Estimating and Hypothesizing with Two Samples of Interest
Probability Theory and Introductory Statistics
Northeastern University
Student: Jayakumar Moris Udayakumar
Instructor Name: Prof. Dee Chiluza, PhD
Date: 4th December 2023


I. INTRODUCTION
  a. Hypothesis Testing - Impact in the “Manufacturing - Supply Chain”
    The hypotheses testing is making a great impact in the manufacturing industry as it does in the other sectors. It helps to challenge the existing processes and test their impact effectiveness in the other dependent or independent fields. Specifically, as I come from a supply chain background, learning hypothesis testing and its application in the research areas of this field is explorative. It is like reverse learning – after experiencing the practical approach and then learning its theoretical approach, which is a different exposure. I wanted to highlight one statement I read in an article: The need for statistical tests in analysis and experimentation is always unquestioned (Carrasco et al., 2020). It also helps to analyze the performance of supply chain factors in optimizing the working capital and cash conversion cycle (Mulchandani et al., 2022).

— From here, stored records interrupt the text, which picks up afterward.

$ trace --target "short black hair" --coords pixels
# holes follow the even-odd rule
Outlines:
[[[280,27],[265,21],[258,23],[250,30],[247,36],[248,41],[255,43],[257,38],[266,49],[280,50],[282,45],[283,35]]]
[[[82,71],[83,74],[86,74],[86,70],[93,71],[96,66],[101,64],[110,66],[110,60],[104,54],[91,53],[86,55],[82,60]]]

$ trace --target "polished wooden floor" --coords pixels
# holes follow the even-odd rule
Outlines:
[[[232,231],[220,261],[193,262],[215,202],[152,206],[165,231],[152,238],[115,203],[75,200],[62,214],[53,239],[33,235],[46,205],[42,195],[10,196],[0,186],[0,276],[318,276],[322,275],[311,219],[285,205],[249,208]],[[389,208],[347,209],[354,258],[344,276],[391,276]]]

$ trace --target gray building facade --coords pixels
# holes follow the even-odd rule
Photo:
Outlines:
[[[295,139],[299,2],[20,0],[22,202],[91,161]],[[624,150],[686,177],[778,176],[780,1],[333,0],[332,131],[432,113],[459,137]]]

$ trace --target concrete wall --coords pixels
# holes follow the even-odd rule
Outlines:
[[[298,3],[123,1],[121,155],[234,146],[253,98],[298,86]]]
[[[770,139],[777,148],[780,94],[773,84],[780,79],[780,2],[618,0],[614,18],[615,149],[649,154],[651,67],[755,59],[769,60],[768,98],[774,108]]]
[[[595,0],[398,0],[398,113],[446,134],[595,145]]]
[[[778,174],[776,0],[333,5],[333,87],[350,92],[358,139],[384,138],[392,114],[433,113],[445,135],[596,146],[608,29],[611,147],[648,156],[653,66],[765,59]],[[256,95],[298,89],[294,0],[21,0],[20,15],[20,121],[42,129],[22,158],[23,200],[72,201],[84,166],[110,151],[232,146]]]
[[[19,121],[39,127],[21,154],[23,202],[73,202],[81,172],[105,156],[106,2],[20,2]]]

  b. Two Samples Comparison - Various applications of ‘z’ test, ‘t’ test, and ‘F’ test
  The two-sample comparison is a great technique to understand the significant and non-significant differences or relations between two sample groups to understand its population’s characteristics and parameters.
    The z-test is mainly used for a larger sample size, which is approximately over 30 in number. If we know the population variance, it is less widely used than the t-test since it is hard for researchers to know the population parameters, and it is relatively more straightforward to collect samples and derive inferences about the population from it (King et al., 2019).
    The t-test is based explicitly on a smaller sample size, where it is lower than 30. In this test, the sample distribution of the mean will follow t-distribution. There are cases where the sample size is relatively larger than 30 and may follow a t-test, but the distribution would be normal distribution instead of t-distribution (King et al., 2019).
    The F-test is used in two normally distributed sample groups to compare their variances and identify if they are equal (Tan, 2017). It also considered ANOVA (Analysis of Variance) since inferences of means are made by analysis of variance (Mishra, 2019).

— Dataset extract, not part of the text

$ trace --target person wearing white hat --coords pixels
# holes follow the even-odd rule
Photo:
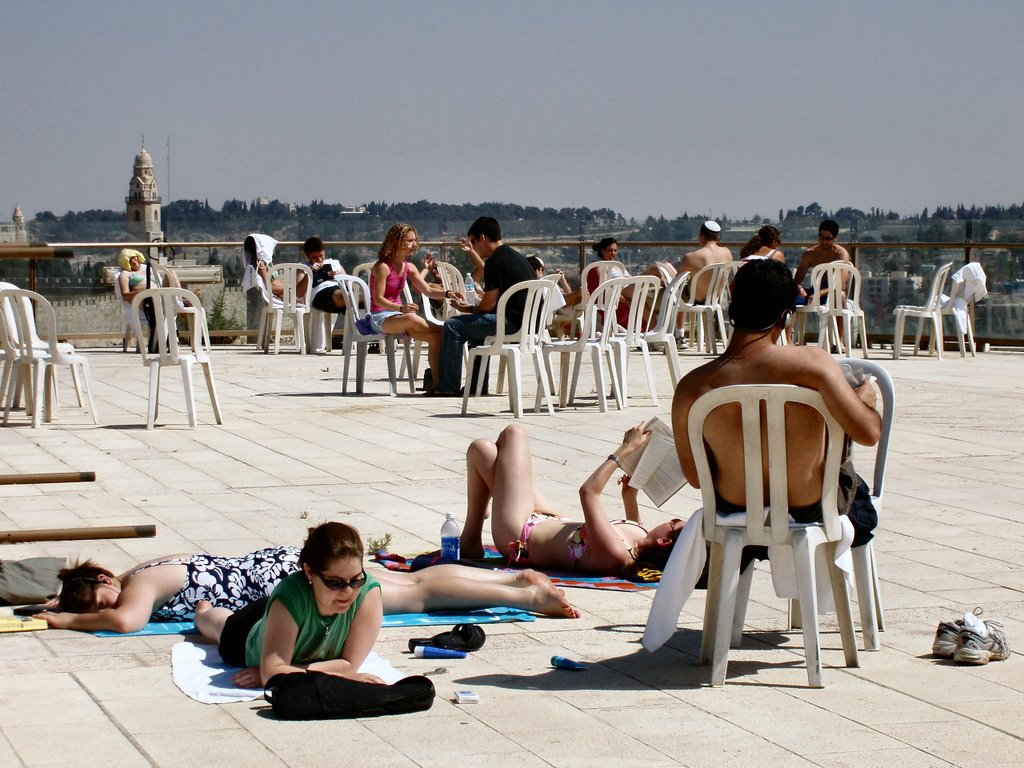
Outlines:
[[[677,272],[689,272],[692,276],[709,264],[724,264],[732,261],[732,253],[729,249],[718,244],[722,239],[722,225],[717,221],[712,219],[705,221],[700,225],[697,238],[700,241],[700,247],[683,255],[676,268]],[[698,303],[703,302],[708,295],[708,288],[707,283],[694,286],[693,296]]]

  c. Academic Writing - Importance of Proper References
    1. The significance of citing resources in the research articles and studies is critical to respect and give credit to the original authors (MIT, 2023).
    2. To avoid plagiarism in the research paper or an article we work on (MIT, 2023).
    3. Every submitted academic manuscript is fully reviewed before it is accepted for any publication (Santini, 2018).

  d. Description of Dataset
    The dataset used in this report is about the customers visiting two grocery markets to purchase products. It contains the variables such as customer’s gender, age, visiting period (am/pm), shipping duration (in mins). These details are collected for two grocery markets with the sample size of 25 each. Therefore, it contains variables in the form of categorical nominal, categorical ordinal, and numerical discrete.

II. ANALYSIS SECTION
1.1 Research Context
  a. Problem Statement
    Although e-commerce booming in the current era, it couldn’t be used everyday considering its cost and time. Several customers visiting grocery markets for their daily needs. However, their shopping time differs based on their age and literacy factors. Hence, this study is about to identify whether there is a difference in shopping duration of the customers visiting two different grocery markets or not.
  b. Research Question
    1. Is there a difference in mean shopping duration of customers visiting two grocery markets?
    2. Can I significantly reject null hypothesis (no difference in shopping duration of customers visiting two different shops)?
1.2 Dataset Variables
  a. Variables Collected
    1. Customer Name/Count
    2. Gender
    3. Age
    4. Period
    5. Shopping duration (in mins)

  b. Support from “Variables” to answer research question
    To answer our research questions, the variable “Shopping duration (in mins)” support extremely well to make comparison between two sample groups. However, other variables which were collected may not be required since our questions mainly focus on shopping duration.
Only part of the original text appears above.